А вот мысли Джимми открыты мне словно старая, много раз перечитанная книга. Он думал кратко и решительно: «Теперь-то уж он точно поверит!». Как ни странно, для Джимми важнее всего на свете было наконец-то доказать лорду свою правоту. Он жалел только, что Джеральда и Кэтлин не будет рядом с ним в миг его торжества, но Джеральд и Кэтлин помогали тетушке Мейбл вновь упаковывать мебель в чехлы, и потому не принимали участия в описываемых событиях. И, пожалуй, лучше пока отложить их приход — потому что когда Мейбл гордо произнесла: «Вот!», и остальные, наступая ей на пятки, ворвались в комнату, отделанную резными панелями, последовала какая-то непонятная заминка — и ничего не произошло!

— Здесь где-то была потайная пружина, — бормотала Мейбл, ощупывая стены внезапно вспотевшими руками.

— Где же? — поинтересовался лорд Ядлинг.

— Здесь! — сорвавшимся голосом прошептала Мейбл. — Но я не могу ее найти.

Она и впрямь не могла найти пружину. Другую пружину — ту, что открывала нечто вроде шкафчика под окном — она нашла с легкостью, но кого это могло заинтересовать? Все хотели увидеть драгоценности, а двое из присутствовавших точно знали, что драгоценности должны быть где-то рядом. Но та пружина, которая раздвигала дубовые панели, являя жадным очам драгоценности, которых, пожалуй, хватило бы на то, чтобы выкупить из плена короля — эта главная пружина куда-то подевалась. Ее просто не было там, где она должна была быть. Сомневаться не приходилось — они обследовали всю стену, дюйм за дюймом. Пылкие уверения Мейбл и Джимми замерли, наткнувшись на враждебное молчание. Уши у детей горели, они прятали глаза, боясь повстречаться взглядом со взрослыми. Как нечестно, прямо-таки неспортивно обошлась с ними эта пружина!

— Вот так! — сурово произнес лорд Ядлинг. — А теперь, когда мы покончили с вашей шуткой — если это у вас называется шуткой, — мы можем уйти? С меня достаточно. Верните мне кольцо — я полагаю, оно принадлежит мне, ибо, по вашим же словам, вы нашли его где-то в замке. И чтобы я больше от вас ни одного слова не слышал о колдовстве, кольцах и прочей чепухе!

— Кольцо у Джеральда, — жалобно протянула Мейбл.

— Приведите его сюда, — потребовал лорд Ядлинг. — Отправляйтесь — оба!

Они понуро удалились, а лорд Ядлинг, воспользовавшись их отсутствием, объяснил мадемуазель, как мало значат для него эти драгоценности по сравнению с гораздо более серьезными вещами.

Вскоре четверо ребят присоединились к ним.

— Нам обоим надоела эта история с кольцом, — обернулся к ним лорд Ядлинг. — Верните его мне, и больше мы об этом говорить не будем.

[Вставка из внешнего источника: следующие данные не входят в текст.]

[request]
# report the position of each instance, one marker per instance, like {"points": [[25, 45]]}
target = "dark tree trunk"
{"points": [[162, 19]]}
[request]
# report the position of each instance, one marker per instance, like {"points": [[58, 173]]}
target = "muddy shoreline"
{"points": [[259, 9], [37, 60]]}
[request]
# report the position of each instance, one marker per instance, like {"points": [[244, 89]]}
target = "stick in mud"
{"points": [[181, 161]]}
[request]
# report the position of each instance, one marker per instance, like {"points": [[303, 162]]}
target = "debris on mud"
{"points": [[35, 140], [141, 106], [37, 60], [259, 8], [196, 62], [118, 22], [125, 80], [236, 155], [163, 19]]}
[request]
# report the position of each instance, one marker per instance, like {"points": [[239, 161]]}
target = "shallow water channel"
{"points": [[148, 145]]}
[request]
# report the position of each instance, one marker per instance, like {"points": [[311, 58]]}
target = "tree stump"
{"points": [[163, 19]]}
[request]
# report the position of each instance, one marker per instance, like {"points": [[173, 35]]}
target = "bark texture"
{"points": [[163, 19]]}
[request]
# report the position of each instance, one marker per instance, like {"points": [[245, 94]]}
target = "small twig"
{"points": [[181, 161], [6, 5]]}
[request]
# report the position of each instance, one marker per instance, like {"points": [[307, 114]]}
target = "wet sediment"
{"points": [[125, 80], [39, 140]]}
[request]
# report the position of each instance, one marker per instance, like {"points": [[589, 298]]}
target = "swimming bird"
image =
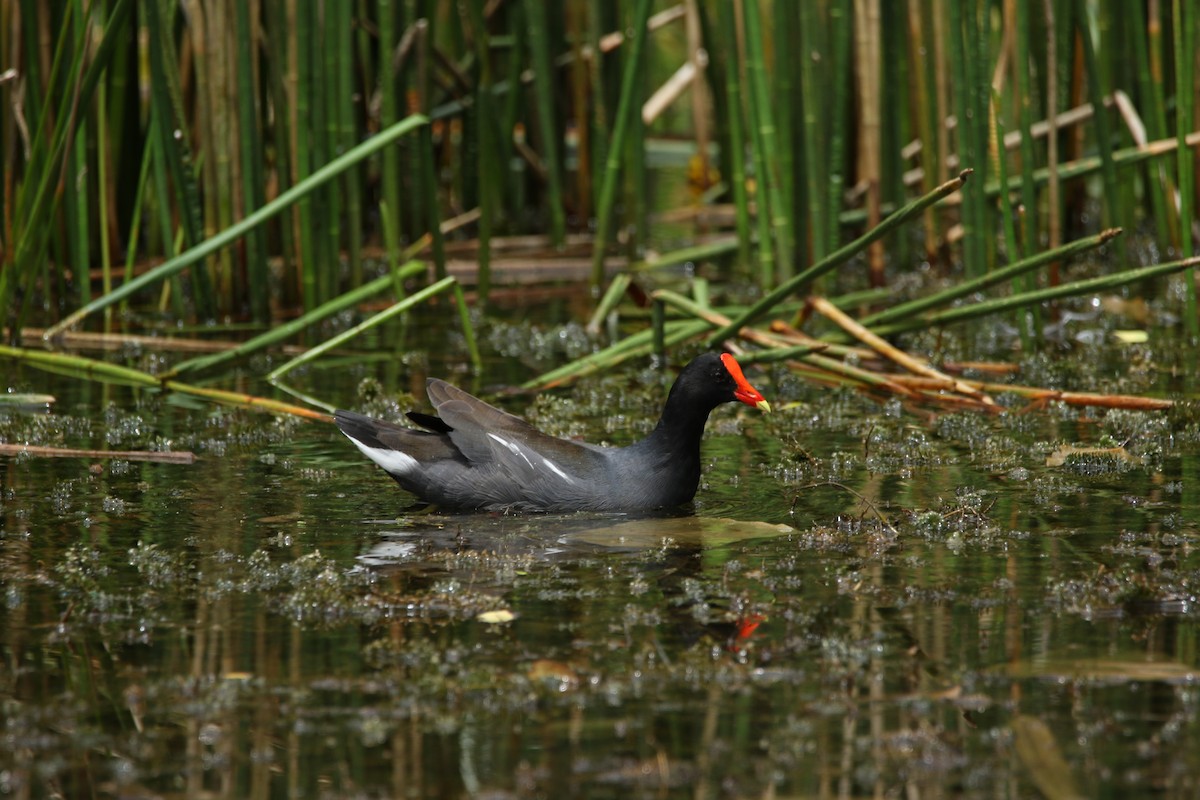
{"points": [[472, 456]]}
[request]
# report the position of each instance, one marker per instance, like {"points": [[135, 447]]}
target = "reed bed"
{"points": [[240, 161]]}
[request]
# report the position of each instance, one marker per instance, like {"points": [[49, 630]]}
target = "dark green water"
{"points": [[269, 621]]}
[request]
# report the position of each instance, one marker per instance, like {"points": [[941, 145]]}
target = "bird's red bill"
{"points": [[744, 391]]}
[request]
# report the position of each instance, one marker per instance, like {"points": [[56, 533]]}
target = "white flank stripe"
{"points": [[515, 449], [555, 469], [395, 462]]}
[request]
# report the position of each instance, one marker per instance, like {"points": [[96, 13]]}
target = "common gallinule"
{"points": [[475, 457]]}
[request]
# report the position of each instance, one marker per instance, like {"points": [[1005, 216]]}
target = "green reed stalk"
{"points": [[736, 121], [625, 110], [609, 302], [543, 74], [839, 101], [894, 78], [1024, 318], [838, 257], [786, 96], [279, 74], [113, 373], [630, 347], [426, 156], [963, 65], [1001, 305], [468, 330], [601, 115], [139, 199], [1111, 210], [252, 176], [966, 288], [102, 196], [250, 222], [928, 112], [819, 164], [305, 126], [324, 311], [168, 103], [328, 200], [375, 320], [772, 203], [391, 208], [1150, 96], [171, 244], [346, 138], [37, 198], [1023, 86], [684, 254], [1185, 37], [76, 184], [490, 162]]}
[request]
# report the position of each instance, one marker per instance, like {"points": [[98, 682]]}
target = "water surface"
{"points": [[863, 602]]}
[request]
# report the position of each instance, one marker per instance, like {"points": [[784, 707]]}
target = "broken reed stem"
{"points": [[102, 371], [892, 353], [1039, 395], [178, 457], [835, 258]]}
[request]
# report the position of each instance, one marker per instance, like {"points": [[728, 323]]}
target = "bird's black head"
{"points": [[712, 379]]}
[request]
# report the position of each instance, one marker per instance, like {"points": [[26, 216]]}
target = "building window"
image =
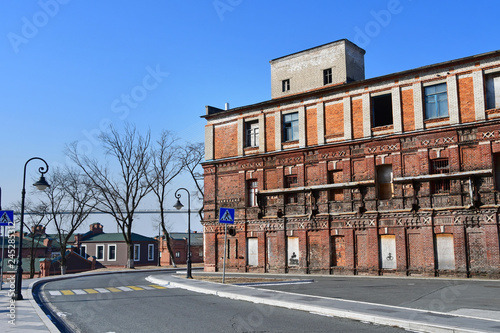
{"points": [[252, 191], [382, 110], [83, 251], [252, 134], [151, 252], [384, 182], [137, 252], [285, 85], [291, 126], [327, 76], [440, 166], [335, 177], [290, 182], [493, 91], [496, 161], [436, 101], [99, 252], [111, 252]]}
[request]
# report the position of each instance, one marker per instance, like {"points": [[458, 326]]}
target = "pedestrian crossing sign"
{"points": [[6, 217], [226, 215]]}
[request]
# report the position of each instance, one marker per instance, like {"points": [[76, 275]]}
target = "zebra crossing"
{"points": [[86, 291]]}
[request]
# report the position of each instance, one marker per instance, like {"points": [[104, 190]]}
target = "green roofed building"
{"points": [[110, 249]]}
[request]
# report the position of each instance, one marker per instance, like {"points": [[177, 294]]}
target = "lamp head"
{"points": [[178, 205], [41, 184]]}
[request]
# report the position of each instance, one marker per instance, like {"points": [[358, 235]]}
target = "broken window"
{"points": [[493, 91], [327, 76], [252, 192], [335, 177], [285, 85], [382, 110], [440, 166], [384, 182], [291, 126], [290, 182], [252, 134], [436, 101]]}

— Я… я не могу его снять, — извинился Джеральд. — Так бывает… Это кольцо часто ведет себя по-свински.

— Я с ним справлюсь, — заявил лорд Ядлинг, но и ему не удалось совладать с кольцом. — Попробуем мыло! — решил он, но четверо из пяти слушателей, внимавших его распоряжениям, прекрасно знали, что мыло тут не поможет.

— Они не верят в драгоценности, — внезапно разнюнилась Мейбл. — А я не могу найти пружину. Я уже все тут ощупала. Мы вместе искали. Она была вот здесь, и…

Произнося эти слова, она машинально притронулось рукой к стене, и в ту самую минуту, когда голос ее заглушили слезы, резные панели раздвинулись, и полки, устланные синим бархатом и нагруженные драгоценностями открылись потрясенному взору лорда Ядлинга и его будущей жены.

— О Боже! — воскликнул лорд Ядлинг.

— О Боже! — по-французски повторила мадемуазель.

— Но почему именно сейчас?! — выдохнула Мейбл. — Почему именно сейчас?!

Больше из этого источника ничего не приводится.